Implementation notes

The one non-obvious correctness invariant we still own:

  • Token-usage extraction must not silently report zero. A successful (HTTP 200) call whose usage we can't parse is a real proxy gap, not a 0-token call. usage.py raises UsageExtractionError with a diagnostic naming exactly which keys it searched and which were present; Recorder attaches that to CallRecord.error and uses a <parse-failed> sentinel for the model name so the failure surfaces in result summaries.
  • Late records must not be dropped. A blocking upstream request can finish after the session's track() scope exits. SessionManager.add_record looks up both active and ended sessions so the late record lands in the archive instead of being lost.
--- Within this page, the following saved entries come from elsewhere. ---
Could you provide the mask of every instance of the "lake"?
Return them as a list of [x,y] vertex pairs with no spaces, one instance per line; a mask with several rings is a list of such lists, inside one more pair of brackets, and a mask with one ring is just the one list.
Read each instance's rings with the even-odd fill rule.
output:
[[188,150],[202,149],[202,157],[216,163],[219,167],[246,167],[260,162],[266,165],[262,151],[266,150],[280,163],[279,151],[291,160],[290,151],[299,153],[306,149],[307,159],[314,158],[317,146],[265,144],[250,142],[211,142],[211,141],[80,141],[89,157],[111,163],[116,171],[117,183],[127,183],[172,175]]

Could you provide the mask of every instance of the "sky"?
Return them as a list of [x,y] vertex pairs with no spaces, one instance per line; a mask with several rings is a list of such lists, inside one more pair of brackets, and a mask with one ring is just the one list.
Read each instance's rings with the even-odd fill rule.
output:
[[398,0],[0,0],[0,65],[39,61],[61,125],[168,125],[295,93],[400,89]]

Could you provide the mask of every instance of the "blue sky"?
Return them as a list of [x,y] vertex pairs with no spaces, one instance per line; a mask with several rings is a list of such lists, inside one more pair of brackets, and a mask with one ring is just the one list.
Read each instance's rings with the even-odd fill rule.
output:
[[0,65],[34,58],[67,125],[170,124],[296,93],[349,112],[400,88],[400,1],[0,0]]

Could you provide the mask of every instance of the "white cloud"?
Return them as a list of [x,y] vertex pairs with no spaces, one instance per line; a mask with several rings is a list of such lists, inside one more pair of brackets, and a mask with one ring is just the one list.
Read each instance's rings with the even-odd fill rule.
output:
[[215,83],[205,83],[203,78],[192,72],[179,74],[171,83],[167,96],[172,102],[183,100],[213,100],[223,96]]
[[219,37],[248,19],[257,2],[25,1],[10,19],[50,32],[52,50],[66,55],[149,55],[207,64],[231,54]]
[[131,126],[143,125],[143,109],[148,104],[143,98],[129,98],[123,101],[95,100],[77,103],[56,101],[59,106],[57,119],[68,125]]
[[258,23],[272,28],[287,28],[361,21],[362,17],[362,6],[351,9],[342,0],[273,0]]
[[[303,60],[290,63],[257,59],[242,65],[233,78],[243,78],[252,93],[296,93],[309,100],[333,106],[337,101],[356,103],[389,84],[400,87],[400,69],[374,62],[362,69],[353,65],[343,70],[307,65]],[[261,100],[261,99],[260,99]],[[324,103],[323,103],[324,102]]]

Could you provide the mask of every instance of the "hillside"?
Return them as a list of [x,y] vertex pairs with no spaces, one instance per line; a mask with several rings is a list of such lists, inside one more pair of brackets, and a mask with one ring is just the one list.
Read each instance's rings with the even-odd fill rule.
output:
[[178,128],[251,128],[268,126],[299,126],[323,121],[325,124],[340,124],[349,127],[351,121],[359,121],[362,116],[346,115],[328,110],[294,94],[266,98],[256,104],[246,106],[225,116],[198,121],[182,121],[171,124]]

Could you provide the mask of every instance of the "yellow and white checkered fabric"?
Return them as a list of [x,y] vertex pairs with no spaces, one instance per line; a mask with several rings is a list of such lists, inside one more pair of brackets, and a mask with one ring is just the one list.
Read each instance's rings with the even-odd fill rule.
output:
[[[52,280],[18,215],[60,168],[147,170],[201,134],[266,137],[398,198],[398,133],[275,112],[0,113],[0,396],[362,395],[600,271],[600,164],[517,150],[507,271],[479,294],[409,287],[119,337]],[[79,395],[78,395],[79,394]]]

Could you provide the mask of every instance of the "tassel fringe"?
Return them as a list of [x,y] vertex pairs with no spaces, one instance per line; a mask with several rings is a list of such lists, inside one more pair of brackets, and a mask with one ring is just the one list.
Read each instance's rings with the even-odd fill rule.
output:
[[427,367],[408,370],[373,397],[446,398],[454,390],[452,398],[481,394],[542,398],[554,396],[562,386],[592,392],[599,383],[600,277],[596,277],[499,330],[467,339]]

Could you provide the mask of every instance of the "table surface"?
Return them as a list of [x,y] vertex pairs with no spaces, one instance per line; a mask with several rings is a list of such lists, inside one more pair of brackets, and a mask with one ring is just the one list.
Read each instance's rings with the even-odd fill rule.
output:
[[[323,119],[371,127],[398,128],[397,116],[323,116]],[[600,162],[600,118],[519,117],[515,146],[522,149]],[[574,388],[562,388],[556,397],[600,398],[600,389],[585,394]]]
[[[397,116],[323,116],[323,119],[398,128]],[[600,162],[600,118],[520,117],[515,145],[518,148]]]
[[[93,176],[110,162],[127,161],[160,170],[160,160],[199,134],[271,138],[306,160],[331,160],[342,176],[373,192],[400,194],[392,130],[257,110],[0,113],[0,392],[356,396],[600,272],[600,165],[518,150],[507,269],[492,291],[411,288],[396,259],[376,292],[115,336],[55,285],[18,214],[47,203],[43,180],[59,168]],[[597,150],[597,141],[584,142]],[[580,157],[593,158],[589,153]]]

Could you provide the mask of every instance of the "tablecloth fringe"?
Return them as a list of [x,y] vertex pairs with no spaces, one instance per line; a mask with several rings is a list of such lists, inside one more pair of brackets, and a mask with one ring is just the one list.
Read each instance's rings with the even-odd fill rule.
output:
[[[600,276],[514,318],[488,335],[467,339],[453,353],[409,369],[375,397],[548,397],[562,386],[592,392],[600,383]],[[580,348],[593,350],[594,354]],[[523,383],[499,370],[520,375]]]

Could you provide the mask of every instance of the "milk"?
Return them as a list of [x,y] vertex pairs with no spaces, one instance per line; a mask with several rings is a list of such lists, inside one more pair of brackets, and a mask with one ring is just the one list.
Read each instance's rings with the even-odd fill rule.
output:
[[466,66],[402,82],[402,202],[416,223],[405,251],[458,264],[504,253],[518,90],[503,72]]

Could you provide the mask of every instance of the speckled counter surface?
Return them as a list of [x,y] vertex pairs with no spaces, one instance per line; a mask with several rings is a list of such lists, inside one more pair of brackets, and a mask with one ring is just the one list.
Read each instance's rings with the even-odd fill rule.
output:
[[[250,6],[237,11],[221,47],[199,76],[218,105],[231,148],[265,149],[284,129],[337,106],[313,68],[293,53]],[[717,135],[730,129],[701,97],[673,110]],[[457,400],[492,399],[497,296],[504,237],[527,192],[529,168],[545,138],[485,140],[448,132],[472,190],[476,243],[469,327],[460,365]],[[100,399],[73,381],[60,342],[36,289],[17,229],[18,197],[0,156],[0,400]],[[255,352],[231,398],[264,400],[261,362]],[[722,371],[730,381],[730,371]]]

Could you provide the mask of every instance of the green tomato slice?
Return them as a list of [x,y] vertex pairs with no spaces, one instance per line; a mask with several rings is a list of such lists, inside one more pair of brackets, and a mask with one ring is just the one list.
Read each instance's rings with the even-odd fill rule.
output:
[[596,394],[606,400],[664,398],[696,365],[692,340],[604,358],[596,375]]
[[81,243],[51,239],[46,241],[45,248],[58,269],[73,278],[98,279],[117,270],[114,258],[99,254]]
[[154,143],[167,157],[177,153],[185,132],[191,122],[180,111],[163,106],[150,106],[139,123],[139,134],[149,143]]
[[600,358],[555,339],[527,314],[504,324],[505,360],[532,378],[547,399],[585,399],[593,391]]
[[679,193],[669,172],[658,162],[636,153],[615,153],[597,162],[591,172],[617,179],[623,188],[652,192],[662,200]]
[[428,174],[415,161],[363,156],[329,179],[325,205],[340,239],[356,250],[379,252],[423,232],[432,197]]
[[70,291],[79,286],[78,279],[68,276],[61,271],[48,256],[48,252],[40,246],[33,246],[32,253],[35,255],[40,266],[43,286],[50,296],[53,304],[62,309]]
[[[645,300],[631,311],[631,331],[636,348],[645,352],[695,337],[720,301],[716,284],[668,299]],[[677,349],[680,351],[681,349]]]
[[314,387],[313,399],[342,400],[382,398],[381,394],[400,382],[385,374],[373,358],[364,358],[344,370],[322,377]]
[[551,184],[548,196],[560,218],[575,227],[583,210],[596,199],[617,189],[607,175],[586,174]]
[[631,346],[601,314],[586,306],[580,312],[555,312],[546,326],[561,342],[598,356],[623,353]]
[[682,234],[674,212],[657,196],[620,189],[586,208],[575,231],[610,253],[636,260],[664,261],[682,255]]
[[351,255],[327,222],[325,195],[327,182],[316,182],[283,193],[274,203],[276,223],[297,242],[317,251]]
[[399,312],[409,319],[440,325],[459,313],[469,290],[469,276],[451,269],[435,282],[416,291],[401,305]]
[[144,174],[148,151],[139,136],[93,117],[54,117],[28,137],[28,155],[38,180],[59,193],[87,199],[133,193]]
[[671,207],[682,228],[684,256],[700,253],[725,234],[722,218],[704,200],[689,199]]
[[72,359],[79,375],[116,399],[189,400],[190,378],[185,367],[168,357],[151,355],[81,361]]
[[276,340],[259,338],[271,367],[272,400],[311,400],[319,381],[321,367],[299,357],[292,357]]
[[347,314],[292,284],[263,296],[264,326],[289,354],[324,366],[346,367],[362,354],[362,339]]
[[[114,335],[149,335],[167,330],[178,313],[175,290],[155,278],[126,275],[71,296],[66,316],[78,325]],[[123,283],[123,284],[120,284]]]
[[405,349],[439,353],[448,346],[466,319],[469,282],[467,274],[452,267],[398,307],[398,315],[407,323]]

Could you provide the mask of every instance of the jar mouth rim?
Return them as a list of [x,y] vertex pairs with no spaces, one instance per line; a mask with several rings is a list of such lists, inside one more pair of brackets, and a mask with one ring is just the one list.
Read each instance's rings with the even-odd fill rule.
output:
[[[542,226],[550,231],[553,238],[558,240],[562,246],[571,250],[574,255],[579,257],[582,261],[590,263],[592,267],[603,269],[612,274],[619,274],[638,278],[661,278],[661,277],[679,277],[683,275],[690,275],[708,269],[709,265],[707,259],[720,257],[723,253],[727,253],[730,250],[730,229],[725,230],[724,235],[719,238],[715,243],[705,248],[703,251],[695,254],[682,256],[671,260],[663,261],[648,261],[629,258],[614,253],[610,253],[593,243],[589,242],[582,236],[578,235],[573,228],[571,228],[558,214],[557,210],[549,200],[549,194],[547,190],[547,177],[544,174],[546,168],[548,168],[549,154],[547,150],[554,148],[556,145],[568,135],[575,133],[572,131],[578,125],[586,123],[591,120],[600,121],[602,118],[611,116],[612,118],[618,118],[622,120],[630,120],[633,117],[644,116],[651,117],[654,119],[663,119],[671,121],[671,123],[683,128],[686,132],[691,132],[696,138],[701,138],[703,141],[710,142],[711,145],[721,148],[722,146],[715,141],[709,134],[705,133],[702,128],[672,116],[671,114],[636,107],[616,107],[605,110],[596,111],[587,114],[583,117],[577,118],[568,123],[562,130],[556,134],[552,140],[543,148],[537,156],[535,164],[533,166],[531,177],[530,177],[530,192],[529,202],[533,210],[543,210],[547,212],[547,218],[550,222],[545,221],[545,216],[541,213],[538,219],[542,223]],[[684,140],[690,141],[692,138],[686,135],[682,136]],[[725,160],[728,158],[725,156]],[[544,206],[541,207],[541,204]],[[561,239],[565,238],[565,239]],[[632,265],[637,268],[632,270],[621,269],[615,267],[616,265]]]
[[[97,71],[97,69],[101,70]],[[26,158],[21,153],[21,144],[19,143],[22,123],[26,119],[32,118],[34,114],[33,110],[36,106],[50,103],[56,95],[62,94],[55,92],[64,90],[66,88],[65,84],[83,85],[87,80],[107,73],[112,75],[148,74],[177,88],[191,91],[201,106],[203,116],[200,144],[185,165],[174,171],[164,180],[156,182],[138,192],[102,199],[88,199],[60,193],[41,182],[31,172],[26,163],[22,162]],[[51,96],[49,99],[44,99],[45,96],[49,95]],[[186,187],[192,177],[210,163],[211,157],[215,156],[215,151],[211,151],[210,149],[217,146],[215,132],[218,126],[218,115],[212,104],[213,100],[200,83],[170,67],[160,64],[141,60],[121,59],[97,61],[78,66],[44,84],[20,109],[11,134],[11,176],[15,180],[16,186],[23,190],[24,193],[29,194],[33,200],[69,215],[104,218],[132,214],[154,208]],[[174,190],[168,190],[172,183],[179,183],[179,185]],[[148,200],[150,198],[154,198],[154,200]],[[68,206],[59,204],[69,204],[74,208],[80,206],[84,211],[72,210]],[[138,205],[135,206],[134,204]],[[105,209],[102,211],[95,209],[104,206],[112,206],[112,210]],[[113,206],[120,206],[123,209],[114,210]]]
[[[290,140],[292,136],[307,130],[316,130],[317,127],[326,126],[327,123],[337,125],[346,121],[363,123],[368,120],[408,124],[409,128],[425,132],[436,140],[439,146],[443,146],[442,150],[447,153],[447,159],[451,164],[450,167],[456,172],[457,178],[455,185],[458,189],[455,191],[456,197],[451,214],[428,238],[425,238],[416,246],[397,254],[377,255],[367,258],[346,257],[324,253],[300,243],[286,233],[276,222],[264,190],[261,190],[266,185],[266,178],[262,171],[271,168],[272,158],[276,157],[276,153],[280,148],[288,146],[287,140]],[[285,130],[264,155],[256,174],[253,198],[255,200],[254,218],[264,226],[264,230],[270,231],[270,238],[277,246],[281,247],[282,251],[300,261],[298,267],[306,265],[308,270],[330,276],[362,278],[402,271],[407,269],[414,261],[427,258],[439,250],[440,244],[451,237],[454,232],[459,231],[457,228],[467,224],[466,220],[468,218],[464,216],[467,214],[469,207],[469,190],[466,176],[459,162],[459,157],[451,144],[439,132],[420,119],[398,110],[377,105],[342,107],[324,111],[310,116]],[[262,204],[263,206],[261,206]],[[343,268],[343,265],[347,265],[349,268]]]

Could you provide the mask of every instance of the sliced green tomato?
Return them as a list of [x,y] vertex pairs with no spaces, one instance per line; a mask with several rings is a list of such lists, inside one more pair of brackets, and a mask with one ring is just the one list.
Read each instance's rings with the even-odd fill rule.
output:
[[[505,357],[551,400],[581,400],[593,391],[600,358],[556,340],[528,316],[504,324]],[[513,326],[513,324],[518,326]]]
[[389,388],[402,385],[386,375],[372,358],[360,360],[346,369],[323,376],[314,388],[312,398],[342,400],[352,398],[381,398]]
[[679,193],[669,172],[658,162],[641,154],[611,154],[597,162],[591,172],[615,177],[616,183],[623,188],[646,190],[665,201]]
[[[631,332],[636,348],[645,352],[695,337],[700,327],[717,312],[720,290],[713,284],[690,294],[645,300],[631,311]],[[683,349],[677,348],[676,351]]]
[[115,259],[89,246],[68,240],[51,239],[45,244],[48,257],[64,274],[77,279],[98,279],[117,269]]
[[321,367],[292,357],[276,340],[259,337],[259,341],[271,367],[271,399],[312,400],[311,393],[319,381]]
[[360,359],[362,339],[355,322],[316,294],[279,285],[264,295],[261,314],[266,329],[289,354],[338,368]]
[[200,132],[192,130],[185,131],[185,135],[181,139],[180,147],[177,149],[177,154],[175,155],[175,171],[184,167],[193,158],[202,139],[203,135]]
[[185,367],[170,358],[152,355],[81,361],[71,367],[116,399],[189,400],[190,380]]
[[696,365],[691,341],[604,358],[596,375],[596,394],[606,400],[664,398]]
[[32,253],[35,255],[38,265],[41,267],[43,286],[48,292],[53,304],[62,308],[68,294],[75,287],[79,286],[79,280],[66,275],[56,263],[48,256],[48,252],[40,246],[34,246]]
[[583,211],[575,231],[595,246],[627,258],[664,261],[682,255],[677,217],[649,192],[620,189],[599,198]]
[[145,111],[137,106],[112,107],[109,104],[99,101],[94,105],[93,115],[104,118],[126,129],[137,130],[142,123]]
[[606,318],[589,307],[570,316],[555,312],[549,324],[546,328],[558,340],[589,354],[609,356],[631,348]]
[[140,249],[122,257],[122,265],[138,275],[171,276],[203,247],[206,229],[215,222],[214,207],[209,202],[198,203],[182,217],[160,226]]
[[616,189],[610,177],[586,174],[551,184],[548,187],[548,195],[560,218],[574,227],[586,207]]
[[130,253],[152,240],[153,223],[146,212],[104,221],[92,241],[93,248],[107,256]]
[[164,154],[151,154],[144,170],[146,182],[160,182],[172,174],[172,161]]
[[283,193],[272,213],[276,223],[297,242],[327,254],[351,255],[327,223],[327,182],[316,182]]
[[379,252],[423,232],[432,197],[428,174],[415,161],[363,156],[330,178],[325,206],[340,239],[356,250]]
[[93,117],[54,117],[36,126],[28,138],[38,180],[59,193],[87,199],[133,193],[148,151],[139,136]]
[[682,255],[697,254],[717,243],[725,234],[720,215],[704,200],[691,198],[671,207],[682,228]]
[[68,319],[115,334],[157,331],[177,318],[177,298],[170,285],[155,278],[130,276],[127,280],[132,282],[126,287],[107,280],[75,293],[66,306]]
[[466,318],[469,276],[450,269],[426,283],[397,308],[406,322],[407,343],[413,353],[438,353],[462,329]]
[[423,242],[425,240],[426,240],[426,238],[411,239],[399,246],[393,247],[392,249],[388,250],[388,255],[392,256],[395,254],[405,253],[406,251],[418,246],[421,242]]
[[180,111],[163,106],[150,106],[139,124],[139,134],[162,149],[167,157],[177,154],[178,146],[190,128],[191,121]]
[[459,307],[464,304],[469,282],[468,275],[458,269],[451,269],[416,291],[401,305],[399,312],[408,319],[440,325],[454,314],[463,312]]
(The previous CONNECT-prelude-buffering and strict-Content-Length invariants are now mitmproxy's problem, not ours.)

Open questions

  1. CA certificate compatibility: do any Python LLM SDKs override SSL_CERT_FILE or pin certificates? Need to test against openai, anthropic, google-generativeai, boto3.

  2. Agents that bypass HTTPS_PROXY: some SDK versions may hardcode direct connections. Mitigation: maintain a compatibility matrix per SDK version.

  3. Real-time streaming forwarding: SSE / Transfer-Encoding: chunked responses are parsed correctly today (the SSE token-extractor handles Anthropic's split message_start / message_delta usage events and Gemini's usageMetadata), but the proxy currently buffers the full upstream response before sending it back to the client — so the client doesn't see chunks land in real time. For evaluation workflows this is fine (you read the final result anyway). For interactive use you'd want chunk-by-chunk forwarding while still accumulating SSE frames for token extraction.